Severe skeletal deformity (spinal angle ≥60°) in older women with idiopathic scoliosis was associated with significantly lower working capacity compared to less deformed patients.
Cross-Sectional (n=15)
In older women with idiopathic scoliosis, cardiovascular hemodynamics are generally preserved, but working capacity is reduced in proportion to the severity of skeletal deformity and restricted lung function.

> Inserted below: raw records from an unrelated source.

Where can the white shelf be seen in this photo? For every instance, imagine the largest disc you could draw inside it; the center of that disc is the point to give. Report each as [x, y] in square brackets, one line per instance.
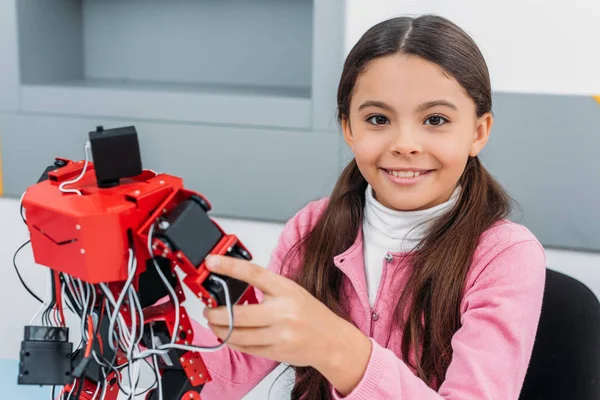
[234, 62]
[220, 104]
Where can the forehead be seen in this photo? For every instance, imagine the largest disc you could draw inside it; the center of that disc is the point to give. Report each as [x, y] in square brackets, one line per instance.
[405, 81]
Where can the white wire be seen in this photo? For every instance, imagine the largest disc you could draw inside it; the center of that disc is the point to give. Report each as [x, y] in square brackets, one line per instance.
[86, 149]
[163, 349]
[23, 209]
[44, 304]
[72, 388]
[123, 339]
[104, 385]
[167, 285]
[97, 390]
[158, 377]
[132, 266]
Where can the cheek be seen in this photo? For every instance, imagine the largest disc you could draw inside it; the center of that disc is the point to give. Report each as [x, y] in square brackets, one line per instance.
[451, 153]
[366, 149]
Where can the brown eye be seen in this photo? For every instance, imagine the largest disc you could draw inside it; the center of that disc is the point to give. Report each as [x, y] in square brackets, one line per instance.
[436, 120]
[377, 120]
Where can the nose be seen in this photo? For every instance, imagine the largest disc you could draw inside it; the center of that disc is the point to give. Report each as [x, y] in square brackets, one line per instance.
[406, 143]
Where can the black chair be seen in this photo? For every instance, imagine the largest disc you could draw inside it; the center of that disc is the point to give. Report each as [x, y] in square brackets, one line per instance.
[565, 363]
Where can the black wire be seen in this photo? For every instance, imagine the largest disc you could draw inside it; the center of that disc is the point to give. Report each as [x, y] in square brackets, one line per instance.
[19, 274]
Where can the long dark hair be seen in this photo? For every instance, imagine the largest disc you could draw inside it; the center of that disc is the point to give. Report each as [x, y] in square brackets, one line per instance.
[429, 308]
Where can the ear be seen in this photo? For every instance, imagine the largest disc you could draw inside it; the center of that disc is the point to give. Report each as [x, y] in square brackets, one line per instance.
[347, 130]
[481, 133]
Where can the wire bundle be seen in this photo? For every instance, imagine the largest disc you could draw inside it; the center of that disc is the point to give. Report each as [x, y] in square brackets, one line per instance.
[92, 303]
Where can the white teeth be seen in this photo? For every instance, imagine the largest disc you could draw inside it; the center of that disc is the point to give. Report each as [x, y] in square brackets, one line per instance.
[405, 174]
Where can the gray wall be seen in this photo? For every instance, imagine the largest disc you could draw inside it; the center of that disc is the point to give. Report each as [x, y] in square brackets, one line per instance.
[240, 102]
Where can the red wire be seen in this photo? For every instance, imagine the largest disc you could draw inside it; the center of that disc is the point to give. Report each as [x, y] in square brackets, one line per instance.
[88, 347]
[58, 290]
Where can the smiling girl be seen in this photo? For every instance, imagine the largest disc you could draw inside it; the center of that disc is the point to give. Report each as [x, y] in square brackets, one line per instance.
[409, 281]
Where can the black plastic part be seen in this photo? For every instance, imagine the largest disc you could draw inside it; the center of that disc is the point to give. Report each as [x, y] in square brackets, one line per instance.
[191, 231]
[171, 360]
[81, 367]
[46, 334]
[57, 164]
[175, 385]
[92, 368]
[45, 362]
[151, 287]
[236, 287]
[116, 154]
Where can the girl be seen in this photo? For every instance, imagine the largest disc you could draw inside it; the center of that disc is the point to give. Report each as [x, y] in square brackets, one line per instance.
[408, 282]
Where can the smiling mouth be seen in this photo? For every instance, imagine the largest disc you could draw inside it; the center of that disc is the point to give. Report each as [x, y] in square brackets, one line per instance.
[408, 173]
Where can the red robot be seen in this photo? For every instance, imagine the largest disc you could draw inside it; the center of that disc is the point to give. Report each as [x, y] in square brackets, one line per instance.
[120, 243]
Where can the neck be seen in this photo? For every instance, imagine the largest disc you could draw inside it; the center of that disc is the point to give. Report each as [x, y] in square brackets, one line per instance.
[400, 230]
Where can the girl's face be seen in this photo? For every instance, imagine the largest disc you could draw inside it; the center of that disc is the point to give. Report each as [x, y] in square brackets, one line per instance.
[412, 129]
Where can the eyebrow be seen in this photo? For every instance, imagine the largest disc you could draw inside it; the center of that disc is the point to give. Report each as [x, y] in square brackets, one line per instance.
[422, 107]
[378, 104]
[434, 103]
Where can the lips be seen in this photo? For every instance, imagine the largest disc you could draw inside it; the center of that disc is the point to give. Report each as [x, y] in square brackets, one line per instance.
[406, 176]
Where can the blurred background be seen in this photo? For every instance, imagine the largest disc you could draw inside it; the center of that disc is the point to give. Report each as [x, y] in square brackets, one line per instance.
[238, 98]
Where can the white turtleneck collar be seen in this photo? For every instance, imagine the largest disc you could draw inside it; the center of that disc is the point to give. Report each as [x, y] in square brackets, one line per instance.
[404, 229]
[391, 231]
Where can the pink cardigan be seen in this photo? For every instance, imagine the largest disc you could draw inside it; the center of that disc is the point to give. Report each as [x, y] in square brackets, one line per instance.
[491, 351]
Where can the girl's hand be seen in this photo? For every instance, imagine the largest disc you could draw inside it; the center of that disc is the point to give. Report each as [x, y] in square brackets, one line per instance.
[289, 326]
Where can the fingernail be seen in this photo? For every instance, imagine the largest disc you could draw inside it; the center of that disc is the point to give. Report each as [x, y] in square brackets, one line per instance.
[212, 262]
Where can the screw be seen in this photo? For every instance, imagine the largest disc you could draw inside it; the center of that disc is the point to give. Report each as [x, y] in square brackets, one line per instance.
[164, 225]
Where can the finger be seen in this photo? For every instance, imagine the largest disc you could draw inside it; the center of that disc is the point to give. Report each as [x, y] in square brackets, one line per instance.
[260, 351]
[261, 278]
[251, 315]
[244, 336]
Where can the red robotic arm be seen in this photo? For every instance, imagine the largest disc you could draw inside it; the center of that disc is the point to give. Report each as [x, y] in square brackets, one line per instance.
[117, 240]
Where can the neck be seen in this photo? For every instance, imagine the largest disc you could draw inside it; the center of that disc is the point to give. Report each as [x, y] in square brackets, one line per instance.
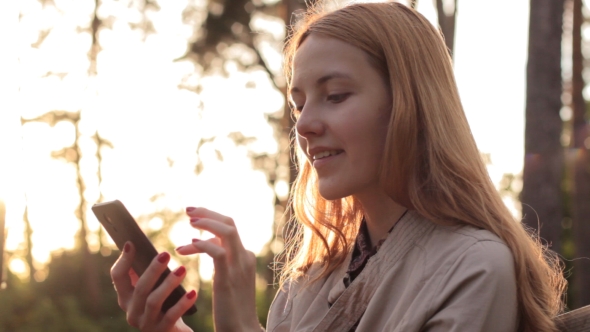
[381, 213]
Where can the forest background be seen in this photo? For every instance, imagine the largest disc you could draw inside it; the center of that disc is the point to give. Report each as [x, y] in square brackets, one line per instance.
[166, 104]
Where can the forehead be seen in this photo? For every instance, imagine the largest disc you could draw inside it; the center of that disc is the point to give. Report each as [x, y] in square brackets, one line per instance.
[319, 55]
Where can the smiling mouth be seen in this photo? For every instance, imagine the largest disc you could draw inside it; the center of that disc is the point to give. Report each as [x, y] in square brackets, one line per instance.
[326, 154]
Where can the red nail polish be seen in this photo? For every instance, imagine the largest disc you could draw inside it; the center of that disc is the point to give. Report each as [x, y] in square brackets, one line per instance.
[180, 271]
[191, 295]
[163, 257]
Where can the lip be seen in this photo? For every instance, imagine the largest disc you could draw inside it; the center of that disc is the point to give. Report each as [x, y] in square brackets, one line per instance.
[321, 162]
[318, 149]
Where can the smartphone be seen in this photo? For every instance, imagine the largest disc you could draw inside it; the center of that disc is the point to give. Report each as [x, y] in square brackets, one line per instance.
[122, 227]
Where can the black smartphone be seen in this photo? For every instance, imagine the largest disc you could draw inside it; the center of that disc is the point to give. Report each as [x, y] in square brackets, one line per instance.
[122, 227]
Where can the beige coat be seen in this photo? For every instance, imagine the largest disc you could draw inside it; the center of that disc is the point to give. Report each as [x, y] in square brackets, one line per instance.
[425, 277]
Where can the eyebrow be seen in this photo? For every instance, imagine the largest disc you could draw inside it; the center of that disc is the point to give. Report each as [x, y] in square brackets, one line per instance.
[324, 79]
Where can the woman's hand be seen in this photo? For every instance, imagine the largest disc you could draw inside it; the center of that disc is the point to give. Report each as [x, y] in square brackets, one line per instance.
[142, 303]
[234, 289]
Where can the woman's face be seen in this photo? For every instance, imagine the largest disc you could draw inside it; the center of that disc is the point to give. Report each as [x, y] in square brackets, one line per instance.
[343, 107]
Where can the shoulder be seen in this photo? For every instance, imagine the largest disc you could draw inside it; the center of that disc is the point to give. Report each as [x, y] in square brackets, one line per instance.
[463, 255]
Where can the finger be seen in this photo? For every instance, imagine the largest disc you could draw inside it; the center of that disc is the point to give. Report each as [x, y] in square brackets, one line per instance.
[120, 275]
[176, 311]
[134, 277]
[146, 283]
[214, 250]
[154, 302]
[228, 234]
[195, 212]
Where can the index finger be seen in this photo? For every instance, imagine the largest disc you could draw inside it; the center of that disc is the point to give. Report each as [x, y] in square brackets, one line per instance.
[200, 212]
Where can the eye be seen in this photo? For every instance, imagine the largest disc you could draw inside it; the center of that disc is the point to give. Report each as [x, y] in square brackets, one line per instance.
[338, 98]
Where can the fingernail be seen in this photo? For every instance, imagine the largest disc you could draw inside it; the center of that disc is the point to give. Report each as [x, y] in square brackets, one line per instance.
[191, 295]
[180, 271]
[163, 257]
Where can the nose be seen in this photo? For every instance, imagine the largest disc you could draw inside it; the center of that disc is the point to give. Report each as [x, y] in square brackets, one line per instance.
[309, 123]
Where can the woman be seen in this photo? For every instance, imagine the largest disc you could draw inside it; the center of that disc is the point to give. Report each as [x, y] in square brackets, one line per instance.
[402, 228]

Abstract Cardiovascular function has been studied in 15 female patients, 56 to 63 years of age, who were diagnosed as idiopathic scoliotics about 50 years ago. Eight of the patients had a severe skeletal deformity with a spinal angle of ≥60° (SD group); the remaining seven patients were less deformed (LD group). The examinations comprised ECGs at rest and during exercise, determination of work capacity, total amount of hemoglobin, blood volume and heart volume. Through heart catheterization in 13 subjects intracardiac and intravascular pressures and cardiac output were measured at rest and during work. Pulmonary hypertension with a restricted working capacity was found in the most severely deformed patient; all others had ordinary pressures and cardiac output both at rest and during work when compared with a healthy male material of the same age. On the ECG none of the patients developed signs of right ventricular impairment. A few patients had ST changes in the left precordial leads during work but were free from symptoms. The ECG findings were not related to the degree of the scoliosis, the working capacity or the heart volume. The SD group had a significantly lower working capacity than the LD group. When related to previously obtained respiratory data the working capacity was significantly correlated to tidal volume and to vital and total lung capacities. In one third of the patients with a low working capacity small circulatory dimensions were a characteristic feature. It could be assumed that a restricted lung function would decrease the physical activity and hence the circulatory dimensions to an extent related to the degree of deformity.
Freyschuss et al. (Wed,) conducted a cross-sectional in Idiopathic scoliosis (n=15). Severe skeletal deformity (spinal angle ≥60°) vs. Less deformed (spinal angle <60°) was evaluated on Working capacity. Severe skeletal deformity (spinal angle ≥60°) in older women with idiopathic scoliosis was associated with significantly lower working capacity compared to less deformed patients.